Friday, April 20, 2007

Madness

In wake of the tragic events that have transpired at Virginia Tech, I have been able to examine myself. If something like that were to happen to me, how would I react?

I don't know much about the killer or the videos/letter that he mailed, but apparently the guy was quite bitter with the way he was treated. This leads me simply to survey why people act the way that they do. This guy was obviously an extreme in that he ended up slaughtering the lives of 33 innocent people. However, what he went through in the events leading up to tragic monday are surely no different from what many of us have experienced in our own lives.

After all, who on earth finds it easy to be rejected? I lived in recently...as in 1.5 months ago. Thinking about a very special person as one of the most significant things going in your life...only to have them hand it down to you gently that you are but a mere wrinkle in their blanket of life.

It's tough.

To this day I still relive that night over and over again. Just feeling my heart drop 2 inches as soon as I realized that everything I had envisioned for a close-knit friendship had been absolutely crushed due to mere words. I can't even begin to enumerate the times that I have been rejected growing up in life by the people who were supposed to be quite dear to me.

Again, I say, it's tough.

The dilemma then becomes not the experience in itself, but rather the reaction. Good things are going to happen to us and bad things are going to happen to us--this is certain. However, what shall be your response when these life ridges stare you in the face? The VT killer chose to expel his pent up emotion by robbing others of what the very life he felt was robbed of him.

Me? I try my hardest to voluntarily choose to serve those that reject me. Humility, dear friend, is the virtue that is hardest to find in others. Anyone can be nice to another person so long as they're pampered with blessings. It truly takes a unique person to hug the person who has just punched you in the stomach.

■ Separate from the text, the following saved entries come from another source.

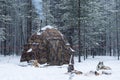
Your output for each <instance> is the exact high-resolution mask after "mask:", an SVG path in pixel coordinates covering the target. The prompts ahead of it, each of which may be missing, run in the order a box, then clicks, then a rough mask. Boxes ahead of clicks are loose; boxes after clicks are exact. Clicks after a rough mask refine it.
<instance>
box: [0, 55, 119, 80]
mask: <svg viewBox="0 0 120 80" xmlns="http://www.w3.org/2000/svg"><path fill="white" fill-rule="evenodd" d="M19 59H20V57H19V56H7V57H4V56H0V80H119V79H120V75H119V74H120V61H118V60H117V58H116V57H106V56H101V57H98V56H97V57H95V58H94V59H93V58H92V57H89V58H88V59H87V60H85V61H82V62H81V63H78V61H77V58H75V69H76V70H79V71H82V72H83V74H82V75H76V74H66V72H67V65H63V66H46V67H44V65H40V68H35V67H33V66H25V67H22V66H20V65H21V63H20V62H19ZM99 61H103V62H104V64H105V65H107V66H109V67H111V68H112V70H110V72H111V73H112V74H111V75H99V76H95V75H90V76H86V75H85V74H86V73H88V72H89V71H91V70H92V71H95V70H96V65H97V64H98V62H99Z"/></svg>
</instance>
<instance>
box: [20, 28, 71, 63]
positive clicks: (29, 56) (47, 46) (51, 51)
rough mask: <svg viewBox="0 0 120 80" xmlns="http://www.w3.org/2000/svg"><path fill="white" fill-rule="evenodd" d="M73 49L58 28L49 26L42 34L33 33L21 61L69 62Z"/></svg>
mask: <svg viewBox="0 0 120 80" xmlns="http://www.w3.org/2000/svg"><path fill="white" fill-rule="evenodd" d="M72 54H73V50H72V48H71V47H70V45H69V43H68V42H67V40H66V38H65V37H64V35H63V34H61V32H60V31H58V30H57V29H54V28H52V29H49V28H47V29H46V30H44V31H43V32H41V34H37V33H35V34H34V35H32V36H31V37H30V38H29V40H28V43H27V44H26V45H24V48H23V52H22V56H21V59H20V61H21V62H23V61H27V62H29V61H30V60H37V61H38V62H39V63H40V64H43V63H48V64H50V65H62V64H68V63H69V60H70V56H71V55H72Z"/></svg>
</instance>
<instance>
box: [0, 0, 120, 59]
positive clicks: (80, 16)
mask: <svg viewBox="0 0 120 80" xmlns="http://www.w3.org/2000/svg"><path fill="white" fill-rule="evenodd" d="M40 5H41V4H40ZM119 7H120V1H119V0H109V1H108V0H42V10H43V12H42V13H43V16H44V17H42V16H39V15H38V13H37V12H36V8H35V6H34V5H33V3H32V0H0V28H1V29H2V30H3V31H2V32H1V33H2V34H3V33H4V35H2V36H4V39H3V38H2V39H3V40H1V41H0V53H1V54H4V55H10V54H21V51H22V46H23V45H24V44H25V43H27V40H28V38H29V37H30V36H31V35H32V34H33V33H34V32H35V31H36V30H37V29H38V28H39V27H43V26H45V25H53V26H56V27H57V28H58V29H59V30H60V31H61V32H62V33H63V34H64V35H65V36H66V37H67V39H68V41H69V42H70V43H71V44H72V45H71V46H72V47H73V48H74V49H75V50H76V55H78V54H80V55H81V56H84V59H86V58H87V57H88V56H89V55H92V56H93V57H94V56H95V55H109V56H118V59H119V50H120V49H119V47H120V45H119V44H120V39H119V37H120V35H119V33H120V27H119V21H120V19H119V16H120V14H118V13H119V11H120V8H119ZM0 35H1V34H0Z"/></svg>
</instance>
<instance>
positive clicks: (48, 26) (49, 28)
mask: <svg viewBox="0 0 120 80" xmlns="http://www.w3.org/2000/svg"><path fill="white" fill-rule="evenodd" d="M47 28H48V29H52V28H54V27H53V26H50V25H47V26H45V27H43V28H42V29H41V30H46V29H47Z"/></svg>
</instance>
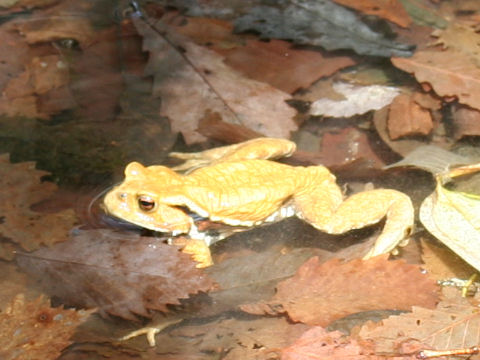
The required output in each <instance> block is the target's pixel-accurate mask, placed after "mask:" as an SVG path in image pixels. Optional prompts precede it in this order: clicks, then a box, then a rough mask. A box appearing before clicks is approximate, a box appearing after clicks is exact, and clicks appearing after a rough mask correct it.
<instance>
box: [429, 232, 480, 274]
mask: <svg viewBox="0 0 480 360" xmlns="http://www.w3.org/2000/svg"><path fill="white" fill-rule="evenodd" d="M422 260H423V262H424V263H425V265H424V267H425V269H426V270H427V271H428V273H429V274H430V275H431V276H432V277H433V278H434V279H436V280H448V279H453V278H457V279H468V278H470V276H472V275H473V274H474V273H475V272H476V271H475V269H474V268H473V267H471V266H470V265H468V264H467V263H466V262H465V261H463V260H462V259H461V258H460V257H459V256H457V255H455V253H453V252H452V251H451V250H449V249H448V248H446V247H440V246H437V245H434V244H432V243H431V242H429V241H427V240H422Z"/></svg>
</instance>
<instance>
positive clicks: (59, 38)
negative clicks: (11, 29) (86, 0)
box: [15, 0, 95, 48]
mask: <svg viewBox="0 0 480 360" xmlns="http://www.w3.org/2000/svg"><path fill="white" fill-rule="evenodd" d="M86 6H87V8H89V7H91V5H88V4H87V3H85V2H75V1H71V0H70V1H61V2H59V4H58V5H57V6H52V7H49V8H47V9H45V10H39V11H36V12H35V14H34V15H33V16H31V17H30V18H29V19H28V21H24V20H22V21H18V22H16V23H15V27H16V29H17V30H18V31H19V32H20V33H21V34H22V35H23V36H24V37H25V40H26V41H27V43H29V44H37V43H45V42H49V41H56V40H63V39H74V40H76V41H78V43H79V45H80V46H81V47H82V48H83V47H84V46H87V45H88V44H89V43H90V42H91V41H92V39H94V38H95V30H94V29H93V26H92V24H91V19H90V17H88V16H81V15H80V16H79V15H78V14H79V13H83V14H85V13H86V12H87V8H85V7H86Z"/></svg>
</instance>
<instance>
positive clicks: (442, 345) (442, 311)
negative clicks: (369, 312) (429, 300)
mask: <svg viewBox="0 0 480 360" xmlns="http://www.w3.org/2000/svg"><path fill="white" fill-rule="evenodd" d="M444 296H445V297H446V299H445V300H442V301H441V302H440V303H439V304H438V305H437V307H436V308H435V309H425V308H423V307H414V308H413V310H412V312H410V313H405V314H402V315H399V316H390V317H389V318H388V319H385V320H382V321H381V322H380V323H378V324H372V323H367V324H366V325H364V326H363V327H362V329H361V330H360V331H359V333H358V337H359V338H361V339H363V340H374V343H375V351H376V352H380V353H381V352H386V353H391V352H395V351H396V349H397V347H398V344H401V343H402V342H403V341H407V340H411V339H416V340H418V341H419V342H421V343H423V344H425V345H426V346H428V348H429V349H435V350H449V349H457V348H464V347H470V346H476V345H478V343H479V342H480V334H479V332H478V329H479V328H480V313H479V312H478V308H477V307H476V306H474V305H472V304H471V303H469V301H468V300H467V299H466V298H462V297H461V292H460V291H459V290H457V289H452V288H450V289H444Z"/></svg>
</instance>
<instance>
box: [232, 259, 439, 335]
mask: <svg viewBox="0 0 480 360" xmlns="http://www.w3.org/2000/svg"><path fill="white" fill-rule="evenodd" d="M436 290H437V286H436V284H435V282H434V281H433V280H432V279H430V278H429V277H427V276H426V275H424V274H422V273H421V272H420V268H419V266H417V265H409V264H406V263H405V262H404V261H402V260H395V261H388V260H387V256H378V257H375V258H372V259H370V260H366V261H364V260H360V259H356V260H352V261H350V262H346V263H342V262H341V261H340V260H338V259H333V260H330V261H328V262H326V263H323V264H320V263H319V260H318V258H317V257H313V258H311V259H310V260H308V261H307V262H306V263H305V264H303V265H302V266H301V267H300V268H299V269H298V271H297V273H296V274H295V276H293V277H292V278H290V279H287V280H285V281H283V282H281V283H280V284H279V285H278V286H277V293H276V294H275V296H274V297H273V298H272V300H270V301H268V302H264V303H258V304H250V305H243V306H242V307H241V308H242V310H244V311H246V312H250V313H255V314H261V313H268V314H272V315H276V314H279V313H285V312H286V313H288V315H289V317H290V318H291V319H292V320H293V321H300V322H303V323H306V324H309V325H320V326H327V325H328V324H330V323H331V322H332V321H334V320H336V319H340V318H342V317H345V316H347V315H350V314H354V313H357V312H360V311H367V310H381V309H398V310H410V308H411V307H412V306H413V305H421V306H424V307H433V306H435V302H436V300H437V291H436Z"/></svg>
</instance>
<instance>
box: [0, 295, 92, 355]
mask: <svg viewBox="0 0 480 360" xmlns="http://www.w3.org/2000/svg"><path fill="white" fill-rule="evenodd" d="M91 313H92V311H91V310H89V311H85V310H79V311H76V310H74V309H63V308H62V307H57V308H53V307H51V306H50V301H49V300H47V299H45V298H44V297H39V298H38V299H36V300H34V301H31V302H28V301H26V300H25V297H24V296H23V294H20V295H17V296H16V297H15V298H14V299H13V300H12V302H11V303H10V305H9V306H8V307H7V308H6V309H5V311H4V312H2V314H0V358H1V359H12V360H13V359H19V360H20V359H43V360H50V359H51V360H53V359H57V358H58V357H59V356H60V354H61V351H62V349H64V348H66V347H67V346H68V345H70V344H71V343H72V342H71V341H70V340H69V339H70V337H71V336H72V335H73V332H74V331H75V329H76V327H77V326H78V325H80V324H81V323H82V322H84V321H85V320H86V319H87V318H88V316H89V315H90V314H91Z"/></svg>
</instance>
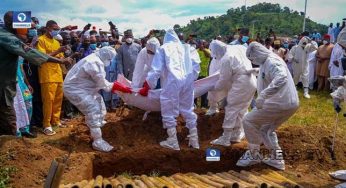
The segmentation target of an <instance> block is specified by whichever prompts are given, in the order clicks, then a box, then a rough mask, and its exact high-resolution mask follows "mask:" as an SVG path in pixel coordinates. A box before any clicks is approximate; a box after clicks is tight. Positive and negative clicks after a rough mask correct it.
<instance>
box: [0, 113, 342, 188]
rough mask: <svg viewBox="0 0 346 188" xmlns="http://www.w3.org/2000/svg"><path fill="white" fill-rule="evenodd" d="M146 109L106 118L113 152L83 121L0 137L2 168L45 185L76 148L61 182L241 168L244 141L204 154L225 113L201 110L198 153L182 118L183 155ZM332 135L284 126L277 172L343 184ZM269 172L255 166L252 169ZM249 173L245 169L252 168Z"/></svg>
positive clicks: (161, 174)
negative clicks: (18, 134)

Obviously learning this humility does not occur overnight...but I believe that the process is gratifying in and of itself. From the tiny morsel that I've tasted of this life so far, one absolutely awesome thing I've found is that there's something truly fulfilling in finding joy. When you find joy experiencing the bliss of life, it's delightful. When you find joy experiencing the nightmares of life, it's even better. However, when you find joy in realizing that you can stare at the person so maliciously pointing their finger down at you, and still smile because you love them past their harsh judgment, well...that joy is euphoric.